Have taken the snippet below from this GHA log, but similar errors can be seen in the others

 > [cuvs-bench-datasets 3/3] RUN /home/rapids/cuvs-bench/get_datasets.sh:
0.214     return self._call_chain(*args)
0.214            ^^^^^^^^^^^^^^^^^^^^^^^
0.214   File "/opt/conda/lib/python3.12/urllib/request.py", line 492, in _call_chain
0.214     result = func(*args)
0.214              ^^^^^^^^^^^
0.214   File "/opt/conda/lib/python3.12/urllib/request.py", line 639, in http_error_default
0.214     raise HTTPError(req.full_url, code, msg, hdrs, fp)
0.214 urllib.error.HTTPError: HTTP Error 403: Forbidden
0.214 downloading http://ann-benchmarks.com/deep-image-96-angular.hdf5 -> /home/rapids/preloaded_datasets/deep-image-96-angular.hdf5...
0.214 Cannot download http://ann-benchmarks.com/deep-image-96-angular.hdf5

Steps/Code to reproduce bug

Run the script cuvs-bench/get_datasets.sh. It appears to fail on the first dataset (please see below).
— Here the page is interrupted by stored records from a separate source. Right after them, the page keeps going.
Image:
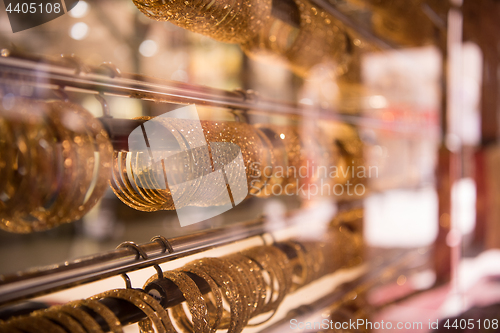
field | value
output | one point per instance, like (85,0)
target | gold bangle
(215,311)
(194,299)
(6,327)
(132,296)
(277,265)
(60,318)
(109,317)
(83,317)
(238,317)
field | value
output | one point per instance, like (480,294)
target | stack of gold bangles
(57,159)
(245,289)
(55,164)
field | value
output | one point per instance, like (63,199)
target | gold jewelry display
(64,143)
(139,299)
(320,38)
(134,182)
(88,323)
(242,286)
(34,325)
(61,318)
(99,308)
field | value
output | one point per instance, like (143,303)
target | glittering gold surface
(319,39)
(143,191)
(52,154)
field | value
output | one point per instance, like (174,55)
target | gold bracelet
(83,317)
(194,299)
(236,320)
(59,318)
(35,325)
(215,311)
(133,297)
(113,323)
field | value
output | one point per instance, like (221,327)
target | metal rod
(364,33)
(57,75)
(52,278)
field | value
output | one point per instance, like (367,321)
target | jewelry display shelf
(69,74)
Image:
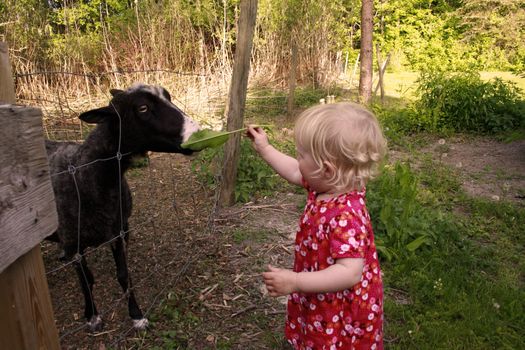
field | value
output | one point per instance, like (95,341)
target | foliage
(463,102)
(401,223)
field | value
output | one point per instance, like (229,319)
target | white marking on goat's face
(141,324)
(95,323)
(189,127)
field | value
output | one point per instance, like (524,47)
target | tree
(237,99)
(366,72)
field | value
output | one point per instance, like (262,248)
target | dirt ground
(196,269)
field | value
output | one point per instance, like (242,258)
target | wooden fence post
(237,99)
(27,216)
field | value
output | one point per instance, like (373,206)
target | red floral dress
(349,319)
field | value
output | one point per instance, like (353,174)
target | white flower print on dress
(353,242)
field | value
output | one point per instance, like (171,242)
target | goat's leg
(86,282)
(119,253)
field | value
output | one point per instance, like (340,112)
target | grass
(467,292)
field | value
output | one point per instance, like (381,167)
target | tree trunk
(292,79)
(237,99)
(365,77)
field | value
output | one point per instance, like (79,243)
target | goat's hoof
(95,324)
(141,324)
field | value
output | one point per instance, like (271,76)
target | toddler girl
(335,291)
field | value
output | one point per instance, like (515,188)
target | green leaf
(207,138)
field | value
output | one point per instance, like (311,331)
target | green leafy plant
(402,224)
(463,102)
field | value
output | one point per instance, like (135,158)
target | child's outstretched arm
(286,166)
(344,274)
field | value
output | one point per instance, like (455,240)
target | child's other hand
(258,137)
(280,281)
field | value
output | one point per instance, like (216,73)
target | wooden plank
(27,207)
(26,320)
(7,88)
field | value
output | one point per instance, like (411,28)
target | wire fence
(155,274)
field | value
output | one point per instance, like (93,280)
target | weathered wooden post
(237,99)
(27,216)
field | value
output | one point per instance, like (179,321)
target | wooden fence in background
(27,216)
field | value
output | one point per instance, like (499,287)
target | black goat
(92,196)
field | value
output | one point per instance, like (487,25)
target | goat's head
(147,119)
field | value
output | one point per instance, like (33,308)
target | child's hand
(258,137)
(280,281)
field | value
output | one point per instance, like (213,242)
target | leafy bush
(463,102)
(254,176)
(401,222)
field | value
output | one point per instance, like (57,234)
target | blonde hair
(346,135)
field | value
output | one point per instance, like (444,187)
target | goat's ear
(115,92)
(98,115)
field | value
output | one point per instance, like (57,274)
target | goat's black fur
(94,201)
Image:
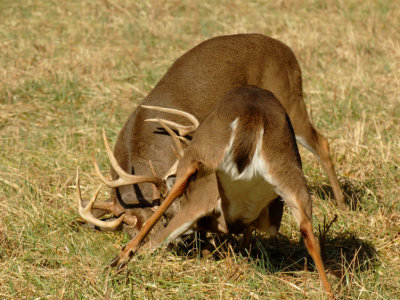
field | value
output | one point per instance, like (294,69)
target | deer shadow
(354,192)
(343,253)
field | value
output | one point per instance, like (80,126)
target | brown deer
(242,157)
(195,83)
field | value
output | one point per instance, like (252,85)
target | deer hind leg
(300,205)
(315,142)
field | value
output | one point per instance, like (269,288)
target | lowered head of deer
(242,157)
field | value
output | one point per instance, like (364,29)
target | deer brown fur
(232,190)
(195,83)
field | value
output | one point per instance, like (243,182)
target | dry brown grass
(69,68)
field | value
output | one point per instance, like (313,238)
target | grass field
(70,68)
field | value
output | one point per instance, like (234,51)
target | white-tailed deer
(195,83)
(241,158)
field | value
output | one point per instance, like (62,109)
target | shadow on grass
(354,193)
(343,253)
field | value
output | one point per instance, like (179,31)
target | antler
(124,177)
(85,213)
(182,129)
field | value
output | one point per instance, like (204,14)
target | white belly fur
(249,192)
(245,198)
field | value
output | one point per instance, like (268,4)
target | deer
(242,158)
(194,84)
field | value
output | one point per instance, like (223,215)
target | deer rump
(239,150)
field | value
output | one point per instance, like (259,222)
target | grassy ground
(69,68)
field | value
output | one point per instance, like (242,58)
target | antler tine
(85,213)
(182,129)
(124,177)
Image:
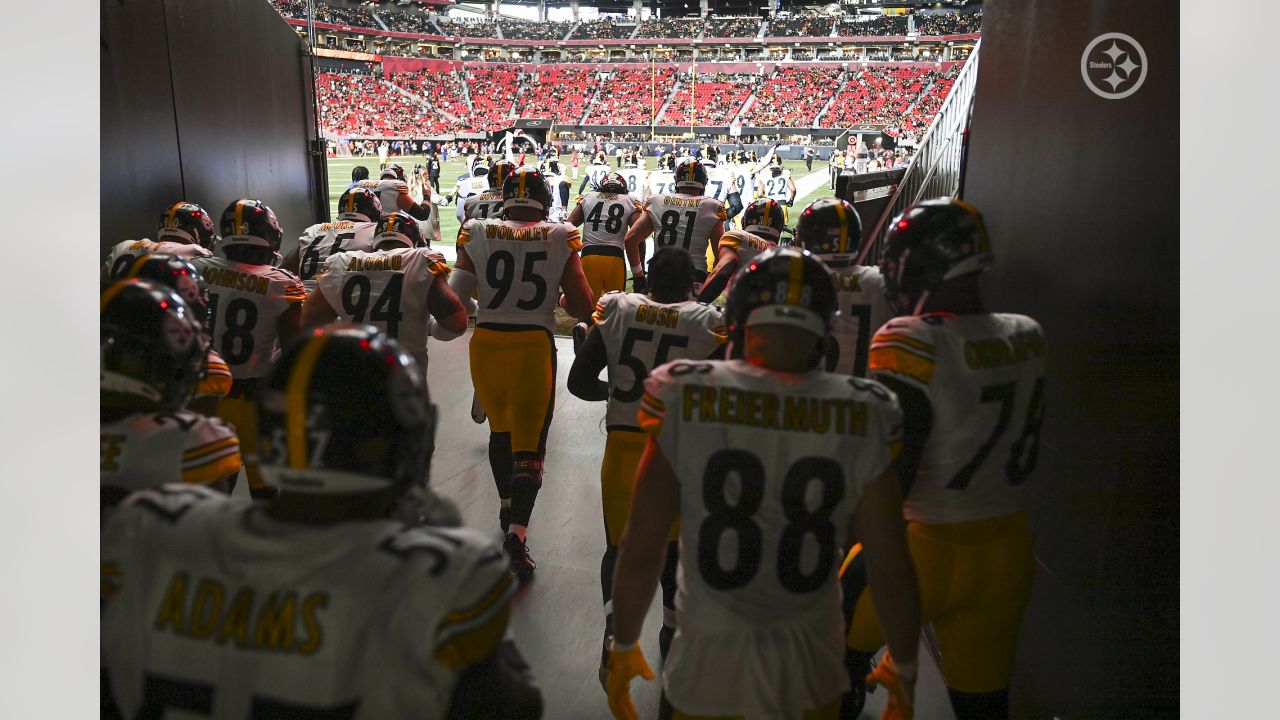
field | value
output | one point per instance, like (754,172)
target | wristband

However the later ones may also have the same issue

python -m cuvs_bench.get_dataset --dataset deep-image-96-angular --normalize --dataset-path /home/rapids/preloaded_datasets

Expected behavior

The benchmark datasets are retrieved.

Environment details (please complete the following information):

  • Environment location: Docker (on CI)
  • Method of cuDF install: Conda in Docker build (reproducible with any image or just the script above)
    • If method of install is [Docker], provide docker pull & docker run commands used
  • Please run and attach the output of the cudf/print_env.sh script to gather relevant environment details

Not seeing where cudf/print_env.sh is run on CI. Where should we be looking? Or should we add this to our CI scripts?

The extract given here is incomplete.